A chegada das mulheres para a festa era chamada de “caminhada das vadias”. “Nas festas pós-show, o Till Lindemann (de 60 anos, líder da banda Rammstein) escolhia as garotas que ele queria. As outras eram chamadas de ‘restos para sexo’ e eram divididas pela equipe”. Essas cenas de horror misógino foram divulgadas na última edição da revista alemã Der Spiegel.
Trata-se, segundo as fontes e dezenas de supostas vítimas, do que acontecia nas noites de show da banda Rammstein, que está no centro do debate sobre misoginia na Alemanha (e também no mundo, já que a banda tem imenso sucesso internacional) desde o fim de maio.
O escândalo começou quando Shelby Lynn, uma fã irlandesa, contou nas redes sociais que foi convidada para uma festa pós-show da banda, onde teria conhecido Lindemann. Segundo a fã, o rock star tentou fazer sexo com ela, que negou. Ela disse que suspeitava que drogas teriam sido adicionadas à sua bebida e que acordou no dia seguinte com hematomas, e que não se lembra do que aconteceu.

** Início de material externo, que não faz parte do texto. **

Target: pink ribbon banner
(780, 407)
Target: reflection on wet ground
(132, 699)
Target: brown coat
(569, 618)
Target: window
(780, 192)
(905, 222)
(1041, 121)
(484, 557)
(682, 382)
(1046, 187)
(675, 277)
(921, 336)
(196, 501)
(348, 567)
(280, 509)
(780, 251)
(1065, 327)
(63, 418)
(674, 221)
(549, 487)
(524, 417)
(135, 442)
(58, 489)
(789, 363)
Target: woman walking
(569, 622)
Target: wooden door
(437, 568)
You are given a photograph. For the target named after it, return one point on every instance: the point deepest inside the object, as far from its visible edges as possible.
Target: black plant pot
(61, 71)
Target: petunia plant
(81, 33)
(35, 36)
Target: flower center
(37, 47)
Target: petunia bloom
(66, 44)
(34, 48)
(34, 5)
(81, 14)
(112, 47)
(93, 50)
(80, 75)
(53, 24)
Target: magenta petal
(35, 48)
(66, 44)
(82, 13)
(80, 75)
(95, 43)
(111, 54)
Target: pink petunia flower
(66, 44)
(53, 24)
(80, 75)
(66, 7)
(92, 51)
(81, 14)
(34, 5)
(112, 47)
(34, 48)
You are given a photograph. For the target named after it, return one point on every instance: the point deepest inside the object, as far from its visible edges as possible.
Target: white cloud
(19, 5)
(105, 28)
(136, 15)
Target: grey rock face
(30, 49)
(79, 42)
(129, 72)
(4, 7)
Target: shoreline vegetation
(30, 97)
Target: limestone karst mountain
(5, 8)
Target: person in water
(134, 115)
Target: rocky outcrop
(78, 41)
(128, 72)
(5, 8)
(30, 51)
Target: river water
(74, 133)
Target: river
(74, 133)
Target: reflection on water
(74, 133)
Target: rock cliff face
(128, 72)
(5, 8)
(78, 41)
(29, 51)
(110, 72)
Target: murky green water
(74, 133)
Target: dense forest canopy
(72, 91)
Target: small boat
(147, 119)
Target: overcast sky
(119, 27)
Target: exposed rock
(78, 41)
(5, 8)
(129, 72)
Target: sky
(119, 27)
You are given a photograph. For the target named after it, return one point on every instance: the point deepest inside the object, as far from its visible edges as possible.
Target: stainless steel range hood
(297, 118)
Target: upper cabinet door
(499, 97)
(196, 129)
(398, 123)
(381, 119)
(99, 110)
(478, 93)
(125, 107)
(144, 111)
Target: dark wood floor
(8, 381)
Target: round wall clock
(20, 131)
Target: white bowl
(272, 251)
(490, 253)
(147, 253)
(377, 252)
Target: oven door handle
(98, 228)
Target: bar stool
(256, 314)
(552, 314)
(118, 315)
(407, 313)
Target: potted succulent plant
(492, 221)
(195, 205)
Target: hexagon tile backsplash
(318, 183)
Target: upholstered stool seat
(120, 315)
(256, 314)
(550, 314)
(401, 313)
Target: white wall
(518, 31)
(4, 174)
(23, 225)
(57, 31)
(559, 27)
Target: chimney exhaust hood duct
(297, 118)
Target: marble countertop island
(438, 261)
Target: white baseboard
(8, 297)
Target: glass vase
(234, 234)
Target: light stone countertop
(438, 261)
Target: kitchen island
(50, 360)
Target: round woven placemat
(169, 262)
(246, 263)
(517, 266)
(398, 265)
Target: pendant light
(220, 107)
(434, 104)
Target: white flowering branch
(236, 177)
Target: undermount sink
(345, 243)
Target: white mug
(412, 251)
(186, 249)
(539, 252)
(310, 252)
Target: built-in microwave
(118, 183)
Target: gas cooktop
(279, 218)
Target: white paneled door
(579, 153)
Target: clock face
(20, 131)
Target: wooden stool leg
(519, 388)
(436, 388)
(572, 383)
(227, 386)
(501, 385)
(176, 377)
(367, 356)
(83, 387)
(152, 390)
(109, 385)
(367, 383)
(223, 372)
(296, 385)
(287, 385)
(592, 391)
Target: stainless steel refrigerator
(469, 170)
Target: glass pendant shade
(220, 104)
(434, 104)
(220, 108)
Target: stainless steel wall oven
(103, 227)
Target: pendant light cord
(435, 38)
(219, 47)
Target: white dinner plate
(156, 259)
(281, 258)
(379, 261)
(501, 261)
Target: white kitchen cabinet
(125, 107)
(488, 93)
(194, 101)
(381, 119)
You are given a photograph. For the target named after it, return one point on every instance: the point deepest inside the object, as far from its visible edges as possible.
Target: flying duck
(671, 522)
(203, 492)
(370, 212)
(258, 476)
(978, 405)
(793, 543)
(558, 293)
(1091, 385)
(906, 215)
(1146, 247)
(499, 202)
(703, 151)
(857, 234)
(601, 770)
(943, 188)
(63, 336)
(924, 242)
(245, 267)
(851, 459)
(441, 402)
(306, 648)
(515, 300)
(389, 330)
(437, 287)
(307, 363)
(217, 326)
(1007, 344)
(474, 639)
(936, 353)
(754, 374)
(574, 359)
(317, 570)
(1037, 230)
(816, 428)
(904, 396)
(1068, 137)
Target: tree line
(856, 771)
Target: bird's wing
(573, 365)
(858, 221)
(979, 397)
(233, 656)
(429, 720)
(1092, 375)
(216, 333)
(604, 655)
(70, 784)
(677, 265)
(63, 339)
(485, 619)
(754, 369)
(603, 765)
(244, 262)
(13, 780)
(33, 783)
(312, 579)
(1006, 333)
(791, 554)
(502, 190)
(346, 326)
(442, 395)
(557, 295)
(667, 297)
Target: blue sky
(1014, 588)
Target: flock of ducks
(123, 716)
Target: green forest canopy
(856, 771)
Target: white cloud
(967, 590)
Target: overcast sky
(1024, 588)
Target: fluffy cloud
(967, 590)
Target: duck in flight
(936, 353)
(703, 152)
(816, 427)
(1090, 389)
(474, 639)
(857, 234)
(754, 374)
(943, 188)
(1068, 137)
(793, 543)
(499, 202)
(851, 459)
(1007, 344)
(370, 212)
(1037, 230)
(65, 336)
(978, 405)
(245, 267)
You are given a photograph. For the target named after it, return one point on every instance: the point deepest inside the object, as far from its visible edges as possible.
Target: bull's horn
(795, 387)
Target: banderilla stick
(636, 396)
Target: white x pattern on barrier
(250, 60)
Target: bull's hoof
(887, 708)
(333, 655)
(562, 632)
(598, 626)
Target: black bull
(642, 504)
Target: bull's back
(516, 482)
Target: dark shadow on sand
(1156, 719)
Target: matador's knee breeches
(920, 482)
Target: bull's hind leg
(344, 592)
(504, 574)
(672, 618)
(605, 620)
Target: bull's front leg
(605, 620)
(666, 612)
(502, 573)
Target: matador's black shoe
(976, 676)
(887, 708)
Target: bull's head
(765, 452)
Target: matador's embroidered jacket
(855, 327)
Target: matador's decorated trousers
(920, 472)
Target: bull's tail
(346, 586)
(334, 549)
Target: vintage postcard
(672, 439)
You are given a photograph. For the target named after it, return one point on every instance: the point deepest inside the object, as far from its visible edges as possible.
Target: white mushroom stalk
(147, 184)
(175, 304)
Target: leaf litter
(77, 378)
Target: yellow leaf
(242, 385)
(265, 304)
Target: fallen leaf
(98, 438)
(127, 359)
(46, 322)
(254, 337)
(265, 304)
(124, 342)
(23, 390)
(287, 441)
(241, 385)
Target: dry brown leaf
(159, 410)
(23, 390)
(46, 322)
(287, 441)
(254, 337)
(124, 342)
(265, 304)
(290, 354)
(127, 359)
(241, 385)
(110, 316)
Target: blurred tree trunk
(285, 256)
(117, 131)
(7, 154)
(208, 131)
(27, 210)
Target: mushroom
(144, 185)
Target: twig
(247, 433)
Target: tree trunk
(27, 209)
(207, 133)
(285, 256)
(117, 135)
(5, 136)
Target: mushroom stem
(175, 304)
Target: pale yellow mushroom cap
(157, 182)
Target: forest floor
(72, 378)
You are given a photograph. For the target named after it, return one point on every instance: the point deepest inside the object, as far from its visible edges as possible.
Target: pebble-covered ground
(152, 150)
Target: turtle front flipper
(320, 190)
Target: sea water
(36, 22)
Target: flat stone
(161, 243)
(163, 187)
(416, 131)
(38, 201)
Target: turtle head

De lá para cá, vários novos relatos surgiram e apontam que a prática misógina seria sistemática e extremamente organizada no entorno da banda.
Assim como acontece em outros escândalos de abuso em série (como no caso Jeffrey Epstein, só para citar um), existiria a figura de uma aliciadora. No caso da banda, esse papel seria feito pela russa Alena Makeeva, descrita como “diretora de elenco” do vocalista.
Esquema de abuso profissionalizado
Sua função seria recrutar meninas jovens e bonitas para ocupar a primeira fila do show, em frente ao palco, chamada pela banda de “fila zero”. Elas seriam orientadas a se vestir de maneira provocante, de acordo com relatos de pelo menos duas dezenas de mulheres e também de prints de conversas divulgados pela imprensa alemã.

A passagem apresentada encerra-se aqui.